The story of ROSS intelligence is not over yet. Yet this incident sent shockwaves through the rest of the legal tech industry.
Historically, legal tech startups faced the two biggest challenges in the industry: existing competition and lack of technology adoption.
Recent developments will at least make investors add another layer of competition research to their due diligence process. The number one question investors ask in meetings, as it relates to competition, is what would happen if an incumbent comes up with a similar product.
But in this case, ROSS Intelligence disrupted Westlaw bottom-up - by starting with individual use-cases where customers felt the most pain, and innovating their way up to compete for the market share against a product that already dominated the market.
In a case like this, it’s not the indefensibility of the IP nor the new competitive threats that derailed ROSS's success, but rather a prolonged legal battle that made the company highly unfavorable in the eyes of both clients and follow-on investors.
Just like in 2000, when internet startups fell out of favour, it may take years for investors to regain interest in any legal tech startup that would directly compete with the existing entrenched competition.

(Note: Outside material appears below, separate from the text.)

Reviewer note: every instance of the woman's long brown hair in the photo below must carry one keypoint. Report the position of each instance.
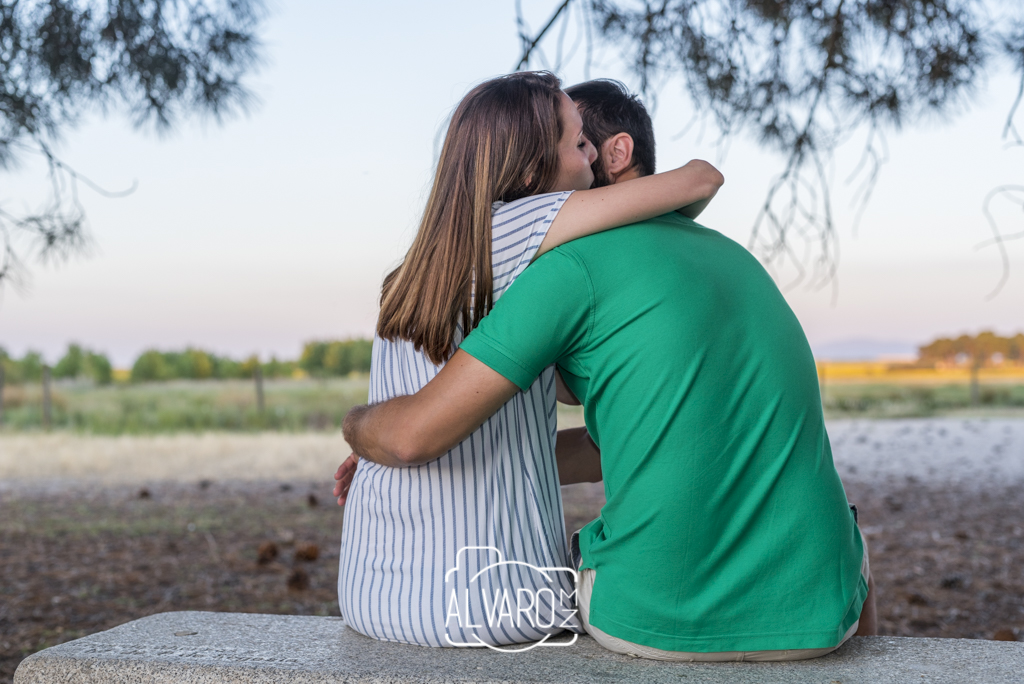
(502, 144)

As to potential customers’ appetite for legal tech, it will make law firms think twice before choosing a startup offering over a current market leader.
It’s unfortunate, because small companies and new entrants usually make the whole ecosystem better - by bringing much-needed innovation in a form of technology and fresh ideas. Without big customers’ buy-in, it will take a long time before new products can reach scale in order to compete with current market offerings on an equal footing.